The cornerstone of this approach is a well-implemented tagging strategy in your cloud environment. This ensures that each internal customer is associated with distinct namespaces and Cloudability can allocate the data. Shared resources and resources outside the clusters are also allocated using consistent tagging. Find more information on tagging strategies in this Blogpost and about cluster namespaces here.

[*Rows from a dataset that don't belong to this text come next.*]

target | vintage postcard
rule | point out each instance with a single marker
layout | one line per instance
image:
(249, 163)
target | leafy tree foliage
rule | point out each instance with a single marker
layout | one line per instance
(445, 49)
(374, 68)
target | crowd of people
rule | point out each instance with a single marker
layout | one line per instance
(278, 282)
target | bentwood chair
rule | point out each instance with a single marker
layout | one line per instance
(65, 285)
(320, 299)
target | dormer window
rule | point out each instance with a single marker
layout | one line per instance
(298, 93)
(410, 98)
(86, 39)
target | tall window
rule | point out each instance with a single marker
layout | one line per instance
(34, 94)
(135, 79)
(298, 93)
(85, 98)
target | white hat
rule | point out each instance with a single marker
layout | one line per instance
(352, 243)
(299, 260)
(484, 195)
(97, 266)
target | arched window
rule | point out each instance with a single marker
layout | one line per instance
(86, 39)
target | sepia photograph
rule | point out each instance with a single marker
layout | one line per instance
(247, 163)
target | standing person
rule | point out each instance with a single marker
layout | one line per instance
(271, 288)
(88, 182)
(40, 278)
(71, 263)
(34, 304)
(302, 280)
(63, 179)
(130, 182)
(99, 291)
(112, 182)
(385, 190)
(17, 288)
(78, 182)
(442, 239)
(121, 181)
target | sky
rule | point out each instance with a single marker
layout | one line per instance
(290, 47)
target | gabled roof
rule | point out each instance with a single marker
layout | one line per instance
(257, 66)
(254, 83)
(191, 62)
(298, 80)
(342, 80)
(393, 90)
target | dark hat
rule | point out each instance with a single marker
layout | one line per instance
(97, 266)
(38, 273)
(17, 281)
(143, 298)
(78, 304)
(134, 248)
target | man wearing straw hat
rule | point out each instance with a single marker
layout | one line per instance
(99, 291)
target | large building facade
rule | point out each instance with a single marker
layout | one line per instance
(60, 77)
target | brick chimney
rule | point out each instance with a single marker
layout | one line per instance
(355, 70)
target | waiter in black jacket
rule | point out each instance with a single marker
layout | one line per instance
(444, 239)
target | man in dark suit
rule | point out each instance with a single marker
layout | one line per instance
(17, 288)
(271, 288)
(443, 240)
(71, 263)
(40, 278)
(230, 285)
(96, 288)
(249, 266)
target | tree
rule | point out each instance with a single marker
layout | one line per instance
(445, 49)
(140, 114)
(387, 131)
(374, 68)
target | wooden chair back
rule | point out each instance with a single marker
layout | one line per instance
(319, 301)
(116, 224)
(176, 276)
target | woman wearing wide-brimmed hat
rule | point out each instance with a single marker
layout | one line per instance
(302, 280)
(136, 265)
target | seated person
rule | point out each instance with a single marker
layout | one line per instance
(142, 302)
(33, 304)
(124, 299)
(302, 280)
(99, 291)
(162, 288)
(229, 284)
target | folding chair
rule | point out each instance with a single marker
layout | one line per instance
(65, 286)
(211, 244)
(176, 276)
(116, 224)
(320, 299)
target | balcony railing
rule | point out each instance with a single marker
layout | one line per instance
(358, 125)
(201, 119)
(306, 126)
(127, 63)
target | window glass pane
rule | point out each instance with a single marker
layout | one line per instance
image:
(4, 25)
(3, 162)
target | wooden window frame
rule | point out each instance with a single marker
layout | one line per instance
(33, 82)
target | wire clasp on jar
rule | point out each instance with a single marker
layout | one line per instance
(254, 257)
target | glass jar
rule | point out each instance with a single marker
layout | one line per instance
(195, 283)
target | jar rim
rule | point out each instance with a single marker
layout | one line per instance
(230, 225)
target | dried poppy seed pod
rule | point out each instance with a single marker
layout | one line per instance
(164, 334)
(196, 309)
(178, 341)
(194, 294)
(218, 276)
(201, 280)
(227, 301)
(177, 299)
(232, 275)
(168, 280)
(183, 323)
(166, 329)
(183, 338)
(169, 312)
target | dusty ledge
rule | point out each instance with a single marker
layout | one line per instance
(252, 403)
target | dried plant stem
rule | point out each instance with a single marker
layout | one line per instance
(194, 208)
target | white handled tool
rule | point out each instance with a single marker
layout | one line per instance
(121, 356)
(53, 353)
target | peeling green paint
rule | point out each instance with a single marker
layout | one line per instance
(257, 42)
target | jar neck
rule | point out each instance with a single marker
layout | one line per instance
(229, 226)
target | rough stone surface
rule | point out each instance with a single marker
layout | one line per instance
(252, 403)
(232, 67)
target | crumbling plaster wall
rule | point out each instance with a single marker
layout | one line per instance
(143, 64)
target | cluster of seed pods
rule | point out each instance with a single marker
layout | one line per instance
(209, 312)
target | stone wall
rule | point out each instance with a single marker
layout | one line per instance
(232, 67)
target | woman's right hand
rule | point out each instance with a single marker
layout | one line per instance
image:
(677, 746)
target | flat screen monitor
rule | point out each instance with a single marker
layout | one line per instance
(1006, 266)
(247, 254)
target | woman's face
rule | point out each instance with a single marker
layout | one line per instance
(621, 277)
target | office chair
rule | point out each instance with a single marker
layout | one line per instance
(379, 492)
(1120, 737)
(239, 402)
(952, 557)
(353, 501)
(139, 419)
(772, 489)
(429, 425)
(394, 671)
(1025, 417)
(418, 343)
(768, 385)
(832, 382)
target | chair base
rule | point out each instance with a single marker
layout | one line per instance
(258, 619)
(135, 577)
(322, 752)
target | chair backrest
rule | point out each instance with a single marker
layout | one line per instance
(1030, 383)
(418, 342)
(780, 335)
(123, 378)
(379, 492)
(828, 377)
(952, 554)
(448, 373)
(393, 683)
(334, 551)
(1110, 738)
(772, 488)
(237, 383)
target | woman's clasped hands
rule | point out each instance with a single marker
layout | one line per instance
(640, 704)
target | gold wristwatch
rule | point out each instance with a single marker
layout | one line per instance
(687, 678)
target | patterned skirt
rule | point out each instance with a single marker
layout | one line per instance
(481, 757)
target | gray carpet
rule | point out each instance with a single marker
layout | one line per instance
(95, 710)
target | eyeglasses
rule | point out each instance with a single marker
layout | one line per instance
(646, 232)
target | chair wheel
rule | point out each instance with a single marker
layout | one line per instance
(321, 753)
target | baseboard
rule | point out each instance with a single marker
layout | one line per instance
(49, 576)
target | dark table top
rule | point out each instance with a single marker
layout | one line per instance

The data obtained about the usage per namespace can be further categorized into different usage metrics. The metric “Item Description” indicates the according cost metric, such as
- Compute Running Hours
- Data Transfer GB/month
- Storage GB/month
The unit per metric, such as running hours or gigabyte, is displayed in the column “Usage Quantity”, whereas the according costs are shown under “Cost (Total)”.
Each namespace, therefore, possesses three usage-dependent cost metrics (compute running hours, data transfer GB/month, storage GB/month). We exported these metrics and calculated the customer's proportion of the total usage per metric, as indicated in Figure 2. For each namespace, the sum of the usage per cost metric divided by the total usage of a cost metric results in the share of the respective customer (per cost metric).
Concurrently, Shared Costs are also segmented into these categories, and then distributed according to each customer's usage share. This method presumes that Shared Costs scale with usage, making this form of allocation more precise. However, it requires validation for each specific use case.
In comparison, we also tried distributing the costs based on cost proportions, as shown in the outer right column in Figure 4. Then we compared the result with the Unit Cost Distribution. As shown in the column “Cost Difference Unit Costs vs. Proportional Cost Distribution” (Marked in red in Figure 4), there are significant cost differences. We assume this cost difference derives from the Unit Cost distribution being more precise than the cost proportional method.
Conclusion and Outlook
In adopting this methodology, we've successfully attributed cloud costs to individual clients on a usage basis, aligning with an advanced 'Crawl' phase in Unit Cost considerations. This approach provides a solid foundation for future phases.
Our next steps to reach the 'Walk' phase involve a deep dive into the specific use cases of internal customers on the platform, analyzing additional incurred costs, and identifying suitable business metrics for a Unit Cost analysis. This could include assessing further SaaS costs, licensing fees, support fees, and their integration with pure cloud costs.
Through this journey, we demonstrate that effective Kubernetes cost allocation is achievable, even in the absence of specialized tools. The assumed increase in precision with the usage proportional allocation needs to be weighed against a potentially increased operational effort.
By strategically applying principles of Shared and Unit Costs, organizations can navigate the complexities of cloud-native environments, ensuring fair and transparent cost allocation while enhancing their financial management and resource utilization understanding.